1. What properties does the KSD possess?

2. What's the role of parameter in the kernel? How to choose it optimally?

3. What is relationship between KSD and Kernel Density Estimation?

**Title**: *Introducing estimation methods for
missing data (Yiwen Xu)*

**Abstract:** In this presentation, I will introduce the least squares analysis
for complete data, followed by the least squares analysis for missing data,
including estimation methods (in particular, Yate's Method) and methods about finding missing values. I will
also introduce Bartlett's ANCOVA and its properties, the method of estimating
missing values, residual sums of squares, and covariance. At last, I will talk
about least squares estimation using ANCOVA and the correct least squares
estimates of standard errors.

**Title:** *
Continuously Addictive Models for Functional Regression (Yichao Wu)*

**Abstract**: We propose Continuously Additive Models (CAM), an extension of
additive regression models to the case of infinite-dimensional predictors,
corresponding to smooth random trajectories, coupled with scalar responses.
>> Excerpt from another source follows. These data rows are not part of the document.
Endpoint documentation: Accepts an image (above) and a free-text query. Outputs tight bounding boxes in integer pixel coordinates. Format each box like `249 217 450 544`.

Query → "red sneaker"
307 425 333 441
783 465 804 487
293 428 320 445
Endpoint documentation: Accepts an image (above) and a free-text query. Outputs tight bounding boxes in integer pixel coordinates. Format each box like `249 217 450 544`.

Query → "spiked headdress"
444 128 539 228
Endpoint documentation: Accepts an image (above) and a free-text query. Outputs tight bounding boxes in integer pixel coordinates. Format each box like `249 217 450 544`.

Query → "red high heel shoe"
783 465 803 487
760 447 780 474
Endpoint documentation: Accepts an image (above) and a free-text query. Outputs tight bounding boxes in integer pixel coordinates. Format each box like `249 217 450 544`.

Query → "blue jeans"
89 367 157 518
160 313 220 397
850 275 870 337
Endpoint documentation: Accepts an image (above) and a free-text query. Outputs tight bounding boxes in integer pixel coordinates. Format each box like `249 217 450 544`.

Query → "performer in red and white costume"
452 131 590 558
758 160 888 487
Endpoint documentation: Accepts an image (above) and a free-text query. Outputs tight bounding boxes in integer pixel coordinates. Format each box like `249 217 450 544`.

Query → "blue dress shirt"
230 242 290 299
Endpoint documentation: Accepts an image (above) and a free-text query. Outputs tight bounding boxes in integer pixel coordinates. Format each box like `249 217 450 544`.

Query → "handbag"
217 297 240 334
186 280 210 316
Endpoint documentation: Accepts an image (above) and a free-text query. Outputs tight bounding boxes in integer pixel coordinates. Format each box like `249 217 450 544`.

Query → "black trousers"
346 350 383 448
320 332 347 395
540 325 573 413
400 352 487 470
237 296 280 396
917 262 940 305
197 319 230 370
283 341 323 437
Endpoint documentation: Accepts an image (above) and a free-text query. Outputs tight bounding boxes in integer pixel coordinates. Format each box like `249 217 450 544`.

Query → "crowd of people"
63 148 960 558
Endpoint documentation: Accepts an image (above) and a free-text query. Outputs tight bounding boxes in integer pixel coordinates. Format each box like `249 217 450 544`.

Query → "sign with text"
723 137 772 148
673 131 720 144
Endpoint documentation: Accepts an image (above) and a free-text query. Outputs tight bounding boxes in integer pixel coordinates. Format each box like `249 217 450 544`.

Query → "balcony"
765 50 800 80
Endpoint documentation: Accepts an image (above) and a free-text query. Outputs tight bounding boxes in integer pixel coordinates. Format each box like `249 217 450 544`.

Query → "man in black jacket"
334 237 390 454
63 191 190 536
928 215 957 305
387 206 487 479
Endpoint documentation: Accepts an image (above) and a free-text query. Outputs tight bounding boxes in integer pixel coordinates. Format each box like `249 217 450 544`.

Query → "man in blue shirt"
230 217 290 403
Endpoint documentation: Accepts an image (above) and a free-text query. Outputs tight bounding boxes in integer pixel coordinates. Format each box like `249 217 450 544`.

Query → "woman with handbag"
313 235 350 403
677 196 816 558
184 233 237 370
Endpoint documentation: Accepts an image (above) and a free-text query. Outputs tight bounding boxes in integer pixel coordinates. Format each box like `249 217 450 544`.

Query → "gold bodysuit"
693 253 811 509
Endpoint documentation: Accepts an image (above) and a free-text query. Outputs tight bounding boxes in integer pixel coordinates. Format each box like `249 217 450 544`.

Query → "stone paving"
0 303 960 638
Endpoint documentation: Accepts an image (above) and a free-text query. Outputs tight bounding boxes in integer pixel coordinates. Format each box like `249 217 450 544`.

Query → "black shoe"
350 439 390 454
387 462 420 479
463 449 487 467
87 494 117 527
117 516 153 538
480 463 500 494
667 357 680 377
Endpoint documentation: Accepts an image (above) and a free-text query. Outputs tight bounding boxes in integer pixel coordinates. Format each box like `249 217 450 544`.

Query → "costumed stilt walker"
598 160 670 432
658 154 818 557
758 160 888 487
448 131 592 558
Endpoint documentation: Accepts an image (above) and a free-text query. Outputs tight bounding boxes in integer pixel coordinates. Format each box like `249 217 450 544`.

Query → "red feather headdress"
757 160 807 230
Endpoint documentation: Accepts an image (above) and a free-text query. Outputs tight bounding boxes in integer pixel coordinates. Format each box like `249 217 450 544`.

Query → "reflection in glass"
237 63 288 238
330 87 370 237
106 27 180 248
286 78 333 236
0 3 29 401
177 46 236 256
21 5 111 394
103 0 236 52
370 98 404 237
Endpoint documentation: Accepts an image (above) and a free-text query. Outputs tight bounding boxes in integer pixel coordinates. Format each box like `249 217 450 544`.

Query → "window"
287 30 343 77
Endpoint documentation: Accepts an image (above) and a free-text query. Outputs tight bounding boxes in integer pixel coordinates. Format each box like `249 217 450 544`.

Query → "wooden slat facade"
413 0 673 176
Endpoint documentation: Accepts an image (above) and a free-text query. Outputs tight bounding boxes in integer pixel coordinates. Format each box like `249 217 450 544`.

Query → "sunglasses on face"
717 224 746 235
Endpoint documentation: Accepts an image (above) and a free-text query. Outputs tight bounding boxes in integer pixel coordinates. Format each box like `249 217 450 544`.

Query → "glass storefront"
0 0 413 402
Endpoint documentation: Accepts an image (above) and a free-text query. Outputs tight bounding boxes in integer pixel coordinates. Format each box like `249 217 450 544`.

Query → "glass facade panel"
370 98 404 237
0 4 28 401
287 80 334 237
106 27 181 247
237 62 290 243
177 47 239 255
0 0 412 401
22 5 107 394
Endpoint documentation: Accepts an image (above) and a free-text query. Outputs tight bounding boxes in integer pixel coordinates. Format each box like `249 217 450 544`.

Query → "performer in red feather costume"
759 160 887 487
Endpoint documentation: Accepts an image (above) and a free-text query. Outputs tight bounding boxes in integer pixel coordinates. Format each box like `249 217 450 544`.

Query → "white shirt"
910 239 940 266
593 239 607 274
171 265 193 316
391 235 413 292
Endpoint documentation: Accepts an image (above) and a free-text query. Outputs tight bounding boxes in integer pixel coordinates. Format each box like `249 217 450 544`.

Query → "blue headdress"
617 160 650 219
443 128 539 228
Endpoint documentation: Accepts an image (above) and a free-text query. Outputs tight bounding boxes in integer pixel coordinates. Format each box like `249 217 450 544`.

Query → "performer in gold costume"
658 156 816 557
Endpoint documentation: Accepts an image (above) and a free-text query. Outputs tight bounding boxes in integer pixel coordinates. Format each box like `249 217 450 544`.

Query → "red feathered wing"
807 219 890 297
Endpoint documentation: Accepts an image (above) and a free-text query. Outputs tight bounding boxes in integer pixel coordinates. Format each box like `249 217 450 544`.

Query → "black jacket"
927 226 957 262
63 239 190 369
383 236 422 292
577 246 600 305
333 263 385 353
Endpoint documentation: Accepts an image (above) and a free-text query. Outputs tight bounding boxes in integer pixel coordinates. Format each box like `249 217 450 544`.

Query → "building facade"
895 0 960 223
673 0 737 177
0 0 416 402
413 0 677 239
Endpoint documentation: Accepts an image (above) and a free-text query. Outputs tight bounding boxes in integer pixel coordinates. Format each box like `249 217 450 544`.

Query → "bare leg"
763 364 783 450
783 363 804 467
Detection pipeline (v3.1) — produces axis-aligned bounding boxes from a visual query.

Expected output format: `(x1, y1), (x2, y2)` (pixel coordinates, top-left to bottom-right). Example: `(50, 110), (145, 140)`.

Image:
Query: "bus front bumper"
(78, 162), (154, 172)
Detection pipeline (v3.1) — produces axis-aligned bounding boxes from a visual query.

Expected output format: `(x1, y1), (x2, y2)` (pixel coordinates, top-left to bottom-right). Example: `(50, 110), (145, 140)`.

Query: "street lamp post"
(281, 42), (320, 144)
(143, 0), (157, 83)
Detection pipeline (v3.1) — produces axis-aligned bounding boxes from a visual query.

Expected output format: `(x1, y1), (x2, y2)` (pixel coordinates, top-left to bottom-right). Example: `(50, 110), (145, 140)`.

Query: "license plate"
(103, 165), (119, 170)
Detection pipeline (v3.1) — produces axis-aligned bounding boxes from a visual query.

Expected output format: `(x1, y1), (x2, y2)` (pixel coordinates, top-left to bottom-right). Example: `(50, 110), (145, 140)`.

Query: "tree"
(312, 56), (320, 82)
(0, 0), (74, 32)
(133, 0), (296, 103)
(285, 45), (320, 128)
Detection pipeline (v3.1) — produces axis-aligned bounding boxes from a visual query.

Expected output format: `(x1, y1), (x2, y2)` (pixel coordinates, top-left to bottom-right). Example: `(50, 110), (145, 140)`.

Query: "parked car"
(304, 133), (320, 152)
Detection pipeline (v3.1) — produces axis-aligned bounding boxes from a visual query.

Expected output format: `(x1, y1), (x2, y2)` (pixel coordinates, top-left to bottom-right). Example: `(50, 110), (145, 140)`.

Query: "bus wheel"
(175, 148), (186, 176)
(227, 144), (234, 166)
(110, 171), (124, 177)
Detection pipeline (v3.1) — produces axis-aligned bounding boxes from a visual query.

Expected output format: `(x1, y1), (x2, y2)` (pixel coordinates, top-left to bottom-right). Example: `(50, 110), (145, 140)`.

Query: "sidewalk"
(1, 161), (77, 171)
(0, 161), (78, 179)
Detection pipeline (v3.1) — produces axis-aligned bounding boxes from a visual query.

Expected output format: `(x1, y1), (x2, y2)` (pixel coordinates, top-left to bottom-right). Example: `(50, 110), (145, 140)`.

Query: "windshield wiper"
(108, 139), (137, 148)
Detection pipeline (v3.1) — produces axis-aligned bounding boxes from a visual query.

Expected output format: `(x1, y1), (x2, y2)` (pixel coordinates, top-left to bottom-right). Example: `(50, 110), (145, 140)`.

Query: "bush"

As
the number of predictor times and thus the dimension of predictor vectors grows
larger, properly scaled additive models for these high-dimensional vectors are
shown to converge to a limit model, in which the additivity is conveyed through
an integral. This defines a new type of functional regression model. In these
Continuously Additive Models, the path integrals over paths defined by the
graphs of the functional predictors with respect to a smooth additive surface
relate the predictor functions to the responses. This is an extension of the
situation for traditional additive models, where the values of the additive
functions, evaluated at the predictor levels, determine the predicted response.
We study prediction in this model, using tensor product basis expansions to
estimate the smooth additive surface that characterizes the model. In a
theoretical investigation, we show that the predictions obtained from fitting
continuously additive estimators are asymptotically consistent. We also consider
extensions to generalized responses. The proposed estimators are found to
outperform existing functional regression approaches in simulations and in
applications to human growth and yeast cell cycle data.